“It’s free!” Those are words we all like to hear, right? But, they’re also words that can set off alarms in our minds.
There are times when free or less expensive options are effective choices. We all try to manage our money, and value plays a large part in what we purchase. If there’s a generic drug that offers the same benefits at a lower cost, we’ll take it. Generic food? Sign me up! In reality, they’re probably not identical, and in some cases, it’s worth investigating those nuances.
Today, I’m sharing two questions you can ask to judge between the “free” telehealth benefit you might have in a medical plan vs. a standalone provider, and the savings implications of each.
1. How much is it being used?
There’s a plethora of providers in the telehealth space. Any of them can help your clients save time and money – IF they get used. That’s why knowing the average utilization of any telehealth solution is critical toward your decision. Several factors contribute to getting employees to use this service, such as…
- Do members pay a fee for a visit?
- What engagement materials are provided to promote the benefit and how to use it?
- How often are member communications delivered?
- Is the employee’s family included in the benefit?
- Are there limitations to service areas?
- Do members have multiple ways to access the service (app, online, phone)?
I’ll use our freshbenies utilization average as a comparison to the “free” telehealth within a medical plan. Let’s take a group of 100 employees. And we’ll use an industry-standard value that each telehealth visit saves $518 (based on various studies by Veracity Healthcare Analytics — led by a Harvard University Medical School professor).
Carrier-embedded telehealth has an average utilization of 2%. In other words, that group of 100 would see 2 visits per year. If we multiply the number of visits by the average savings per visit ($518), the savings to the employer is $1,036 per year.
Now let’s compare that to our freshbenies average telehealth utilization of 51%. Now, that group of 100 would see 51 visits per year with a savings to the employer of $26,418 per year.
As the broker, you’re looking for partners that best represent you and your strategies. Which leads me to the next question…
2. What’s the end goal?
This is a question for both you and your employer clients. Are you looking to “tick off the box” that says you offered telehealth, or are you strategically seeking to improve the bottom line, contain costs, and mitigate out of pocket expenses for employees?
Carriers have started rolling telehealth into their medical plans because the service has passed the adoption test and is clearly seen as a useful benefit. However, they don’t usually deliver telehealth in a way to maximize usage. And what about other next gen solutions that help with the growing out of pocket costs?
Beyond telehealth, there are new and different ways to help employees access care and control the healthcare dime, time and peace of mind. Consider the growing challenges telehealth alone doesn’t address…
- 3/4 of states have group plans with smaller networks
- Doctor shortage projections continue to grow, indicating as many as 100K short by 2030
- Wait times for specialty and primary physicians now average 24 days, up 30% since 2014
- Drug formularies continue to shrink
- Americans are performing over 20 billion searches online for impersonal medical advice
What other services might your clients be missing?
Independent advocates address a variety of needs stemming from these growing concerns: find in-network doctors, make appointments, locate specialists, compare pricing on tests & procedures, negotiate bills and more. The ability to have personal email conversations with a variety of specialists provides prompt, expert medical guidance employees can trust. Another prescription savings network outside of the health plan with a built-in pricing tool empowers employees to be better consumers.
These services are equally as effective and deliver real value. While our average freshbenies telehealth utilization is 51%, the utilization on all services is 71% - that includes telehealth plus 3 additional core services.

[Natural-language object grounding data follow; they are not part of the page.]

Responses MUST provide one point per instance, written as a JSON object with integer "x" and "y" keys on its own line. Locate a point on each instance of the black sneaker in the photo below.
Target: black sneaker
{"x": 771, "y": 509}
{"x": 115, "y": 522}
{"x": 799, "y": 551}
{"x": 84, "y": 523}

The average savings across these services per use is $442. With 71 uses on telehealth and the other services, that 100-employee group now saves $31,382 per year.

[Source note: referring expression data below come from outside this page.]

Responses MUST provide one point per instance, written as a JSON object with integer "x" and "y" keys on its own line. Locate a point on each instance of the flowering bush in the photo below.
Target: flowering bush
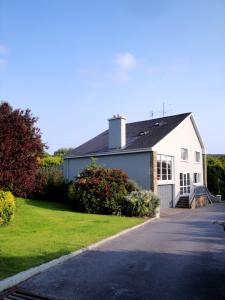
{"x": 139, "y": 203}
{"x": 50, "y": 185}
{"x": 7, "y": 207}
{"x": 100, "y": 190}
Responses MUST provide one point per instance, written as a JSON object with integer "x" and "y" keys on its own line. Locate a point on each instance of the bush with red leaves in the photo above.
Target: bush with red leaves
{"x": 20, "y": 145}
{"x": 100, "y": 190}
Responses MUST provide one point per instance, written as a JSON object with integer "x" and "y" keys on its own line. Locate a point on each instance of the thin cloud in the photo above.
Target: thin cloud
{"x": 3, "y": 62}
{"x": 125, "y": 63}
{"x": 4, "y": 49}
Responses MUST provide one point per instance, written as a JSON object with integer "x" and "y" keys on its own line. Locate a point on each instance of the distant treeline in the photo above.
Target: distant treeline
{"x": 216, "y": 174}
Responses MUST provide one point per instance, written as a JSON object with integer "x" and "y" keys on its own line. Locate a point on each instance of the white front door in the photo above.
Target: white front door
{"x": 185, "y": 184}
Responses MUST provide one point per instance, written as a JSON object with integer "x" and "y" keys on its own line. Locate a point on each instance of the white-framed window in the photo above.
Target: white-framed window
{"x": 197, "y": 156}
{"x": 184, "y": 154}
{"x": 164, "y": 167}
{"x": 185, "y": 183}
{"x": 196, "y": 177}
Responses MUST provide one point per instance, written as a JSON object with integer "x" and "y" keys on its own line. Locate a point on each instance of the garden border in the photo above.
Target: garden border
{"x": 24, "y": 275}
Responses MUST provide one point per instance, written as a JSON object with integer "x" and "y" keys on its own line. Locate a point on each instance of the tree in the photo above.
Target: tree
{"x": 20, "y": 146}
{"x": 62, "y": 151}
{"x": 216, "y": 174}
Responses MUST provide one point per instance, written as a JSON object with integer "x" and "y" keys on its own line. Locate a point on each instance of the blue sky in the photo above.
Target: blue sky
{"x": 76, "y": 63}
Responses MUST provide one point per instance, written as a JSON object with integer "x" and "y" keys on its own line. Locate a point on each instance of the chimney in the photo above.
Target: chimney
{"x": 117, "y": 132}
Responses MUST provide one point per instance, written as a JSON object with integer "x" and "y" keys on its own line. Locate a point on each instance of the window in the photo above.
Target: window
{"x": 164, "y": 167}
{"x": 184, "y": 154}
{"x": 185, "y": 183}
{"x": 197, "y": 156}
{"x": 196, "y": 178}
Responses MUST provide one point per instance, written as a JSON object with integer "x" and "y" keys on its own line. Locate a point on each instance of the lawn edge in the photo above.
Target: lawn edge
{"x": 24, "y": 275}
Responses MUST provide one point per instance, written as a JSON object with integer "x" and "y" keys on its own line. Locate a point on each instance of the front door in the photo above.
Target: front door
{"x": 185, "y": 184}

Telehealth is the tip of the iceberg in adopting new consumerism solutions. You might be costing your clients more by sticking with the “free” benefit.
Why should you ask a group to pay for a benefit they might already be receiving for free? When you, as the advisor, can confidently reply, “because you’ll have a better service experience leading to higher utilization of the benefit, which means you’ll save more. And, because you’ll get more services that equip and teach employees to be better healthcare consumers.”
Like all things, you get what you pay for. Pay little, expect little. Pay more, expect more.